What goes up must come down, or so some investors thought as the TSX reached record highs last week. The index surged past 15,000 with a performance that, if sustained, would mark the first time that TSX outperforms the S&P 500.
But the last time the TSX hit a new record high in 2014, it didn’t take long to enter a bear market, causing trepidation among some market spectators. According to an article from the Globe and Mail,
BMO Capital Markets investment strategist Brian Belski sees hard times in the next 12 months. “A broad policy shift in the U.S., especially relative to Canada (less regulation and renewed fiscal stimulus), will likely see asset flows swing back to the US at some point during the year,” he said.
“At this writing, the Canadian benchmark is trading at 16.4 times forward earnings (and the energy sector at 34 times),” according to a note by Stéfane Marion and Matthieu Arseneau, economists at National Bank Financial
The figure necessitates a growth of 22.6% over the next 12 months, more than twice the 10.8% earnings required to justify the S&P 500’s multiple. “For the Canadian economy to support that earnings growth, despite a limited upside for domestic demand after the debt binge and housing surge of recent years, much is riding on exports,” they wrote.
Economic indicators also point to a subdued outlook for Canada, with unemployment rising due to ongoing layoffs in the resource sector and lackluster figures showing an export industry refusing to be ignited by a weak loonie and cheap fuel prices.

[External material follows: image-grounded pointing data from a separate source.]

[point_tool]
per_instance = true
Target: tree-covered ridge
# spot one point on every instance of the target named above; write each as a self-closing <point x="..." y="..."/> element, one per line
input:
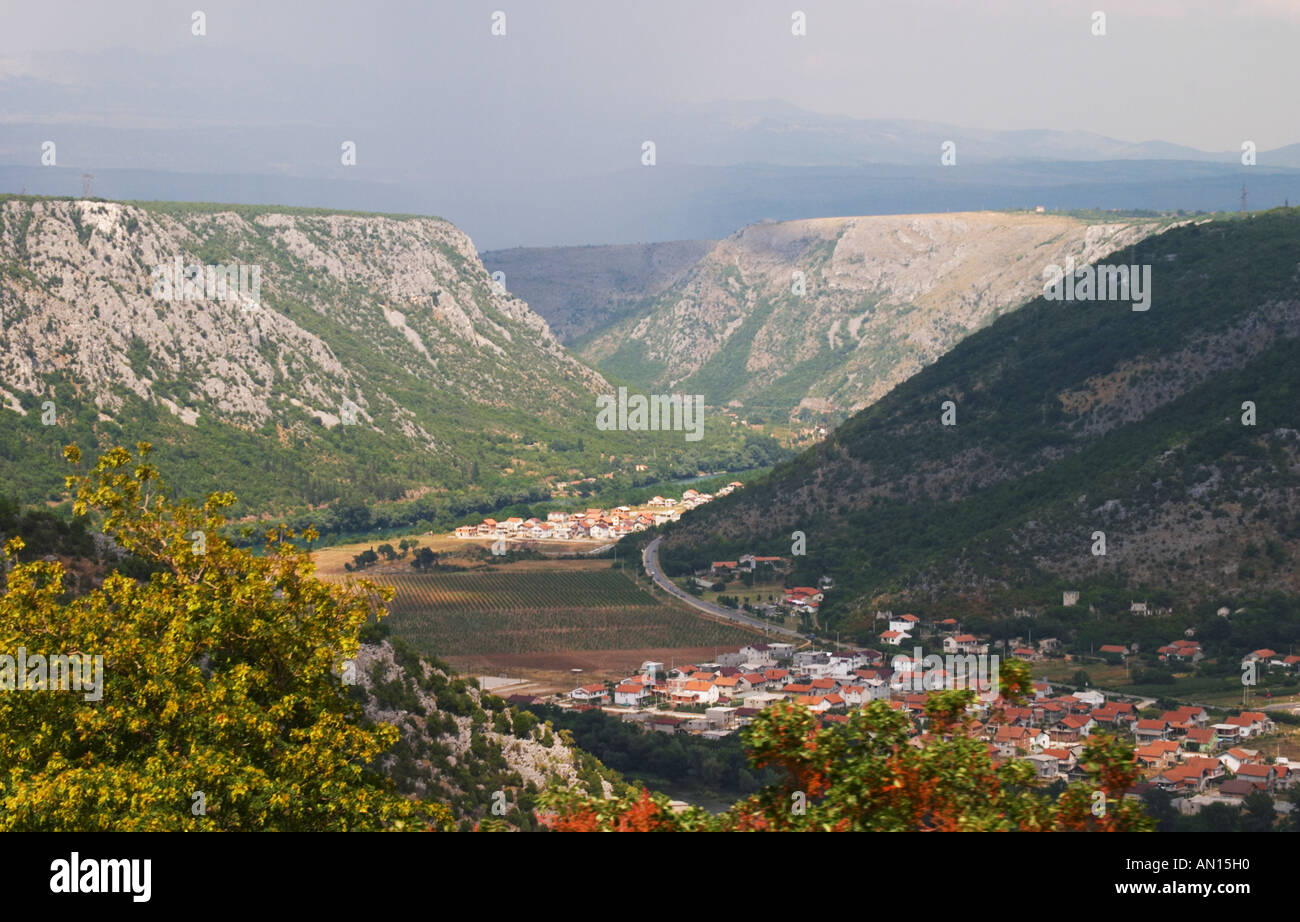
<point x="1070" y="419"/>
<point x="238" y="692"/>
<point x="455" y="390"/>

In addition, the safe-haven perception that had caused investors to seek out Canada prior to the US elections might have died down as investors see upsides to a Trump presidency. “As fear and negative rhetoric potentially abate in the US during the year, global investors may indeed sharpen their focus on the US again,” Belski said.
Marion and Arseneau are skeptical with regard to the current TSX rally’s sustainability, predicting it to fizzle out and end in 2017 at 15,400. “At this juncture, until we get to know the actors a little better, we prefer to keep our asset mix unchanged with an above-average weighting in cash,” they said.